Technically you are correct. (no current equals no voltage)

But, considering most people use emf and voltage interchangeably, most will say that voltage will appear across an open diode.

Tonyr1084

Joined Sep 24, 2015
7,547
Here's where my head is: If the diode is good you get the below sine wave. If the diode is open you get no sign wave.
And as before mentioned, if the diode is good but the transformer is bad - you get no sine wave. The line is open somewhere. Either in the transformer or in the diode. A failed open diode will not present a voltage at the cathode end.

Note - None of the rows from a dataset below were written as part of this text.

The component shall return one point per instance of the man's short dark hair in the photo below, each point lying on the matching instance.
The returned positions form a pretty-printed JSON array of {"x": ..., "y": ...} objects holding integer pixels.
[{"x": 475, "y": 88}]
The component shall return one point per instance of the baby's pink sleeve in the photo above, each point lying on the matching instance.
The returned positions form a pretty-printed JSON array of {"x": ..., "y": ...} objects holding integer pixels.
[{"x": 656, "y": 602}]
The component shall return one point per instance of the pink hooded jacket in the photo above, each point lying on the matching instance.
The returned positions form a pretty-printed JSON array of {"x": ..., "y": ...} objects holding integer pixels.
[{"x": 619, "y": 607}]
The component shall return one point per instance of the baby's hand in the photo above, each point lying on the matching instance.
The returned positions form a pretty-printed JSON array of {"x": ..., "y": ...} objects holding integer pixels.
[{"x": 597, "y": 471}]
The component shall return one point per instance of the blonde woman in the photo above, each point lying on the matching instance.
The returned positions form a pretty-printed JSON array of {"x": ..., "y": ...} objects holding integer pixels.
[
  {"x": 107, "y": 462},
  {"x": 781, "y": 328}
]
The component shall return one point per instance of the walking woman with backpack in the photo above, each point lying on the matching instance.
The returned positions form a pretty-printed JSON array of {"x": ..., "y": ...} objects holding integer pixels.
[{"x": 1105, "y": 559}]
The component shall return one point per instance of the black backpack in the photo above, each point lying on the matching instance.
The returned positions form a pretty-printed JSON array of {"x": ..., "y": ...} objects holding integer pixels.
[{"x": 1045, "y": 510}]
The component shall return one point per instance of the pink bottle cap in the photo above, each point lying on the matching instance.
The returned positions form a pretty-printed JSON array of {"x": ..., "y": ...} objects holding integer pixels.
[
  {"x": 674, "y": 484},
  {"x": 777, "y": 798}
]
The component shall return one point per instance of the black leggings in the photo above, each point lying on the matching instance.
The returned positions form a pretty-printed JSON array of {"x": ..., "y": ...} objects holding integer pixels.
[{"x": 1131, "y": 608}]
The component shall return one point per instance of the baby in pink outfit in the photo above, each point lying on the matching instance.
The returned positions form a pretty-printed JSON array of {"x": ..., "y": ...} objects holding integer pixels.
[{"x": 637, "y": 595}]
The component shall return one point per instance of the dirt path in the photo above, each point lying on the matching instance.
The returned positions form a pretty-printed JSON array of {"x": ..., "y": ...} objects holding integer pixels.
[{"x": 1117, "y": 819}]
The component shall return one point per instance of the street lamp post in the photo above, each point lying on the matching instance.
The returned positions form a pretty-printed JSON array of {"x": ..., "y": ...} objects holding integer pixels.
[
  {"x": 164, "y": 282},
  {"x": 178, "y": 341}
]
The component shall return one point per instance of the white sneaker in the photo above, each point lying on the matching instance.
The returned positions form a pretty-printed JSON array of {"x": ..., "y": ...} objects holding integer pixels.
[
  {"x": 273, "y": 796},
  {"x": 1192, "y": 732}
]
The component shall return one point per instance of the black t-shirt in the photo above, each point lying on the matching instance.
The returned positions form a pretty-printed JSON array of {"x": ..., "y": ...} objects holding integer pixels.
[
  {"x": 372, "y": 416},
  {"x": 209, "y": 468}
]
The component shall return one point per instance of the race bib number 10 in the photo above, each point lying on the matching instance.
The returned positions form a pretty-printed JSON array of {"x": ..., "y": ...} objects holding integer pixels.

Now: A shorted diode will present a full sine wave because as far as the circuit is concerned, there is no rectification, just a current path.

MisterBill2

Joined Jan 23, 2018
16,514
Really, we have no clue as to the context of the question. In many transformers a thermal fuse is embedded within the windings. This is done because it allows a cheaper construction using worse quality materials while still reducing the chance of starting a fire. So the very first step in actual diagnostics is to disconnect the mains power and measure the primary and secondary winding resistance.
Because of the poor quality of such transformers, the thermal sensor will on many occasions fail at a lower temperature. Bypassing the ermal sensor is often possible, which restores the product to a useful life. At that point adding an external fuse is a good idea, but seldom added.

Joined Jul 18, 2013
28,026
My findings so far with Thermal fuses have only been fitted in the primary side, the OP said the secondary is open.

ElectricSpidey

Joined Dec 2, 2017
2,628
I thought the question was academic.

MisterBill2

Joined Jan 23, 2018
16,514
But IS that secondary open, or has the output just gone dead?? It would not be the first incorrect diagnosis on this forum. An ohm meter will answer the question quite accurately. OR is this a case of we only get "the information we need."
And I am also wondering what the voltage should be. Like Max stated some are bigger wire than others.

Tonyr1084

Joined Sep 24, 2015
7,547
What will be the output of the half wave rectifier if the
secondary winding of the transformer is open?
we have no clue as to the context of the question.
Seems clear to me. Asked. Answered. Since then there has been some elaboration on various scenario's. Mentioning a thermal fuse is a good point. A transformer with no output CAN be dead on the primary side or the secondary. There are lots of possibilities. But the question is what's the output on an open secondary.

Joined Jul 18, 2013
28,026
There are lots of possibilities. But the question is what's the output on an open secondary.
What would you expect?

Tonyr1084

Joined Sep 24, 2015
7,547

MisterBill2

Joined Jan 23, 2018
16,514
Actually, for some transformers there is a fair amount of capacitance between the primary and the secondary, and so, depending on the location of the break, a high impedance ac input on a DVM may show quite a few secondary volts, relative to some common neutral, if the open winding is not connected to a load. Not enough to be useful, but enough to confuse the analysis.